There are also other relationships at work on the football field. Most of these are hidden to the non Indigenous world for these relationships are born and nurtured in men's Law ceremonies. These relationships reflect an even deeper bond between men and they demand even further respect, even avoidance, for some men from others. Visitors to communities will not know of these relationships and might wonder as a player appears to hang back from tackling another too aggressively. Strong men's business can exist even here on the football field. Learning this art of skilled avoidance, while still putting enough physical pressure on one's opponent, is high art indeed.

Conclusion

On Anzac Day 2001 when Essendon played Collingwood, the newspaper and television commentator, Dermot Brereton, drew an analogy between the diggers at Gallipoli and modern footballers. He draw some relevance between today's game and the ANZAC heritage. In essence he said that football was more about combat than skill, winning more important than losing, violence more valuable than respect, confrontation more commendable than avoidance. "It is apparent", he wrote, "that Australian servicemen were feared and respected by their foes. Their virtues sound very much like the virtues of our great sporting heroes." This view of the game of Aussie Rules is a construction of a very different game to that which is played in parts of Australia by Indigenous men. It is also the view of the game where the boundary around appropriate male behaviour has been shifted and significantly re-drawn.

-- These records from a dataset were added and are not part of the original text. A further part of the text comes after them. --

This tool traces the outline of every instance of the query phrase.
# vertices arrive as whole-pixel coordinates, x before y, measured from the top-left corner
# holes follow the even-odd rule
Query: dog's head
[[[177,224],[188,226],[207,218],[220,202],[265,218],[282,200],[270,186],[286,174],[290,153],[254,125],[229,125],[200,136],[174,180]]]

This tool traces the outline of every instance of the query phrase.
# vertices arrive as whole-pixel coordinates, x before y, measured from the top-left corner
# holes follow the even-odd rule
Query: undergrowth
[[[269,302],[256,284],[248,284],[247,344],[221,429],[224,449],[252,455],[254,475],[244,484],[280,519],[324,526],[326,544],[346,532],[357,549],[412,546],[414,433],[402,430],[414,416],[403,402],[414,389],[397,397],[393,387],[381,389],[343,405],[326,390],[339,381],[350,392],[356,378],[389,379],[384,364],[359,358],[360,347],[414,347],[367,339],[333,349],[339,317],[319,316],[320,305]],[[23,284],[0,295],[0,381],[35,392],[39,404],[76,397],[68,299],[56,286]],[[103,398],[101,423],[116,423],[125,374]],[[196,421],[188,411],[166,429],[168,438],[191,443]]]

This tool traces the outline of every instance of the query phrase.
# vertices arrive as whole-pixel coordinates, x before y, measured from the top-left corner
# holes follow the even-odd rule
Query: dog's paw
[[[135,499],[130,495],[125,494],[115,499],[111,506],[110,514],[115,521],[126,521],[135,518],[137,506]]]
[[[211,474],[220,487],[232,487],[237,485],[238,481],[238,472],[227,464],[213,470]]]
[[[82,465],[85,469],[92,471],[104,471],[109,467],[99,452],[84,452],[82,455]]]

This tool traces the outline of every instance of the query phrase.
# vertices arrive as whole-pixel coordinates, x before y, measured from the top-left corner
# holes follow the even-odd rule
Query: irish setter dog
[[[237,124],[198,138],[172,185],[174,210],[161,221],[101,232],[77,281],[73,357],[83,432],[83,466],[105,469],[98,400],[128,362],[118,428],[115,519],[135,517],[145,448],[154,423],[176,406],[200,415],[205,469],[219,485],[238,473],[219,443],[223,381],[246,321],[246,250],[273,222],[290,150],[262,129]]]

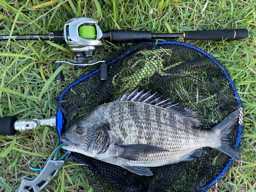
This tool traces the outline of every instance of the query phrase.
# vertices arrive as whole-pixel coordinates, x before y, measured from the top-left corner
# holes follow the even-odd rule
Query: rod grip
[[[110,42],[115,44],[139,42],[151,40],[152,35],[150,31],[114,30],[111,31],[110,33]]]
[[[56,62],[55,64],[55,70],[57,70],[61,66],[61,64],[59,62]],[[65,80],[65,78],[64,77],[64,75],[63,75],[62,70],[60,71],[59,74],[56,76],[55,80],[57,82],[64,81]]]
[[[17,133],[15,130],[14,123],[17,120],[16,117],[5,116],[0,118],[0,135],[14,135]]]
[[[246,29],[224,29],[220,30],[190,31],[183,33],[185,40],[227,40],[246,39],[248,32]]]

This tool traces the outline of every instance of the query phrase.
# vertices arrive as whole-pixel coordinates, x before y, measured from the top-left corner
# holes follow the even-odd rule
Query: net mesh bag
[[[115,101],[136,88],[169,98],[195,112],[211,129],[238,109],[240,117],[231,140],[243,147],[242,103],[230,77],[209,54],[192,46],[176,41],[145,42],[119,51],[105,59],[106,80],[100,78],[99,66],[88,68],[57,97],[59,134],[95,106]],[[95,191],[200,191],[208,189],[233,164],[228,156],[204,147],[195,161],[150,167],[152,176],[142,176],[120,166],[72,153],[83,166]]]

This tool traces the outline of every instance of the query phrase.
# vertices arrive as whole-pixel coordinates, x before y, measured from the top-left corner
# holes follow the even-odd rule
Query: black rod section
[[[9,35],[0,35],[0,40],[8,40]],[[13,35],[11,36],[11,40],[50,40],[56,43],[63,44],[65,42],[64,35],[62,31],[55,31],[44,35]]]
[[[183,33],[169,33],[169,34],[153,34],[151,38],[152,39],[173,39],[175,38],[183,37]]]

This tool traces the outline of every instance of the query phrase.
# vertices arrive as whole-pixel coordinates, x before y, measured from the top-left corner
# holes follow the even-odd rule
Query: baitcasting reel
[[[57,61],[55,69],[61,63],[65,63],[79,68],[101,63],[100,78],[108,77],[107,65],[104,61],[96,59],[88,60],[93,57],[96,50],[102,44],[102,39],[112,43],[140,42],[150,41],[152,39],[168,39],[182,37],[185,40],[238,40],[246,38],[248,32],[246,29],[227,29],[209,31],[191,31],[181,33],[152,34],[147,31],[112,30],[103,33],[96,19],[80,17],[68,20],[64,26],[63,31],[56,31],[47,35],[1,35],[0,40],[9,38],[13,40],[41,39],[50,40],[58,44],[67,43],[69,49],[75,55],[76,60],[69,59],[69,61]],[[57,81],[64,81],[62,72],[56,78]]]

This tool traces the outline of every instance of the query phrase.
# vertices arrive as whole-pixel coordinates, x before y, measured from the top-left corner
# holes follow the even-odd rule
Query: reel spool
[[[188,44],[176,41],[144,42],[105,58],[108,77],[100,79],[98,66],[89,67],[58,97],[59,136],[96,106],[115,101],[135,88],[157,92],[194,111],[209,129],[240,109],[230,136],[242,152],[244,145],[242,102],[227,71],[214,57]],[[83,166],[95,191],[202,191],[223,177],[234,160],[216,150],[204,147],[193,161],[149,167],[153,176],[141,176],[122,167],[78,153],[72,157]]]

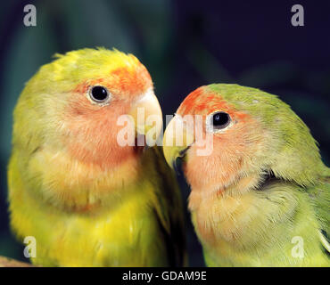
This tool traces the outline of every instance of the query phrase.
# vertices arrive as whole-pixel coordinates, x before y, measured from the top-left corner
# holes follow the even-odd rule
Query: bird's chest
[[[135,199],[98,215],[43,216],[30,229],[37,242],[38,264],[138,266],[148,264],[150,250],[161,248],[156,217],[147,203],[136,204]]]

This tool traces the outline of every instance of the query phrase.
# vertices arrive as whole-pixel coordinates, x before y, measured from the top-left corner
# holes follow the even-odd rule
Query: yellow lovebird
[[[31,262],[182,265],[183,212],[174,174],[157,146],[118,141],[121,116],[136,120],[140,108],[145,118],[161,119],[147,69],[117,50],[56,57],[27,83],[14,110],[10,221],[21,240],[36,239]],[[144,132],[143,126],[135,121],[134,140],[148,140],[150,126]],[[154,127],[157,135],[161,126]]]

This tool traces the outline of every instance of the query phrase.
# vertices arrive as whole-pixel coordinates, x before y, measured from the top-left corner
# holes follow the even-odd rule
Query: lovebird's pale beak
[[[129,115],[134,119],[137,134],[144,135],[148,145],[153,144],[162,129],[162,113],[152,89],[133,104]]]
[[[188,148],[194,143],[194,132],[188,130],[181,117],[176,115],[166,127],[162,150],[164,157],[172,168],[176,168],[177,158],[182,158]]]

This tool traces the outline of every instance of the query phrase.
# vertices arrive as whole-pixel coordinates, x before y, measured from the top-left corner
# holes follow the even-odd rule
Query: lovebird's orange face
[[[190,118],[193,123],[187,123]],[[183,124],[182,140],[175,131],[177,123]],[[167,126],[165,158],[172,164],[184,154],[183,168],[192,189],[216,191],[246,176],[251,159],[262,142],[260,131],[257,120],[238,110],[221,94],[200,87],[184,100]],[[171,142],[173,146],[168,146]]]
[[[63,130],[60,131],[62,145],[69,154],[81,162],[102,167],[116,167],[142,150],[119,143],[118,135],[127,125],[119,123],[120,117],[128,115],[133,118],[135,139],[141,133],[136,132],[138,124],[144,124],[137,122],[138,109],[144,117],[154,115],[161,120],[161,110],[145,67],[133,55],[120,53],[118,57],[111,54],[96,60],[100,61],[100,70],[94,61],[94,72],[85,73],[83,63],[77,66],[81,75],[65,92],[67,102],[57,117],[59,129]]]

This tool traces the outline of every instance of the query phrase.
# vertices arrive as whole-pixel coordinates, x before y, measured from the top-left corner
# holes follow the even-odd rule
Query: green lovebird
[[[14,110],[8,184],[11,226],[21,240],[35,238],[33,264],[182,265],[174,173],[161,149],[134,143],[158,135],[161,124],[149,132],[139,110],[162,121],[149,72],[116,50],[58,55],[27,83]],[[124,132],[133,144],[122,143],[133,121],[133,135]]]
[[[330,265],[330,169],[276,95],[202,86],[168,125],[163,151],[170,166],[183,159],[207,265]]]

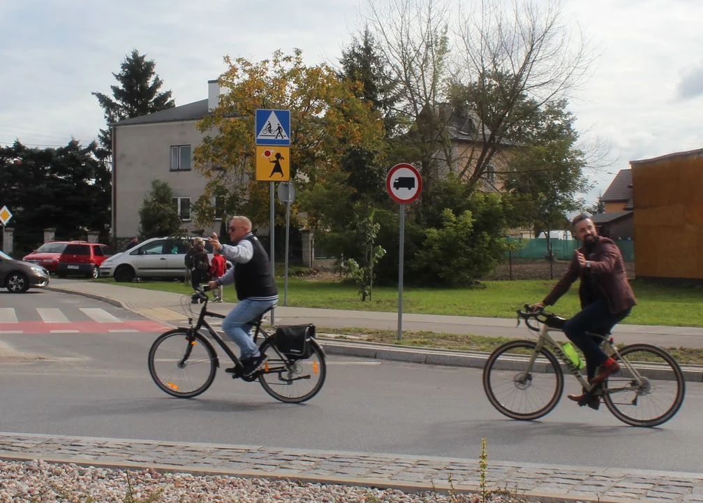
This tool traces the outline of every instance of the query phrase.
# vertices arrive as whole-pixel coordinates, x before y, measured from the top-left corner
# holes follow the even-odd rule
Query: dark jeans
[[[191,285],[193,289],[198,288],[201,283],[205,283],[207,280],[207,271],[201,271],[199,269],[194,269],[191,272]]]
[[[600,349],[602,340],[586,335],[586,333],[610,331],[613,326],[624,320],[631,310],[631,308],[628,308],[613,314],[608,308],[608,301],[601,298],[587,305],[564,324],[564,333],[567,337],[583,352],[589,379],[595,375],[595,369],[603,364],[608,356]]]

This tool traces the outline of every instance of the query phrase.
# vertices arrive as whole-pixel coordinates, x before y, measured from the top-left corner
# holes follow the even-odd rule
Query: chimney
[[[219,82],[217,80],[207,81],[207,111],[212,112],[219,104]]]

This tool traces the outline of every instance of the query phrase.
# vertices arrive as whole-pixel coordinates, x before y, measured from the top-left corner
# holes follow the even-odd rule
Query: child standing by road
[[[221,276],[224,276],[224,269],[226,267],[226,262],[224,257],[220,255],[219,252],[217,250],[212,250],[212,266],[210,267],[210,281],[215,281],[217,278]],[[213,291],[212,292],[212,302],[222,302],[222,291],[224,288],[224,286],[220,286],[217,288],[217,293],[219,295],[216,294]]]

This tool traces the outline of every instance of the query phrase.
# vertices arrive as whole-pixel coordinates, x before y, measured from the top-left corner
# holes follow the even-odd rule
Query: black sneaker
[[[243,359],[242,364],[244,365],[244,375],[248,376],[259,370],[268,357],[266,355],[259,355],[259,356],[252,356],[246,359]]]

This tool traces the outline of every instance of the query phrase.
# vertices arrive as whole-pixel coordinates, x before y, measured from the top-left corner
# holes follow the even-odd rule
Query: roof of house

Some years after my first northern football encounter, and important cultural lesson, a group of us, including the same young man I had tackled, met over a few drinks. We talked about the past and the various things we had shared since we first met. Without any warning he turned to me and asked, "That time on the football field. It was an accident, wasn't it?" Whatever had happened that day, those years before, had not been forgotten. And not by myself either.

Since that game, on a dry, dusty oval in the north, I have reflected on the way Indigenous footballers provide something that is distinctive and different for our Australian game. At the heart of what they bring is a great enjoyment for Aussie Rules. But they also bring their culture with them: hunting that low lying and flying object of desire, the art of skilled avoidance and holding to that fine line which puts pressure on an opponent but also offers him respect. Football can be an important area of men's business where skills and relationships are strengthened and the use of aggression is negotiated. Without a more reflective sense of what is being enacted in this game of Aussie Rules we run the risk of carelessly assimilating Indigenous footballers into the game without appreciating what it is they bring and how their cultural strengths can enrich our game and ourselves.

Brian F McCoy is with the Centre for the Study of Health and Society at Melbourne University. This article is based on a paper given at the Australian Anthropological Society Annual Conference, La Trobe University, AFL Grand Final Day, September 29th, 2001.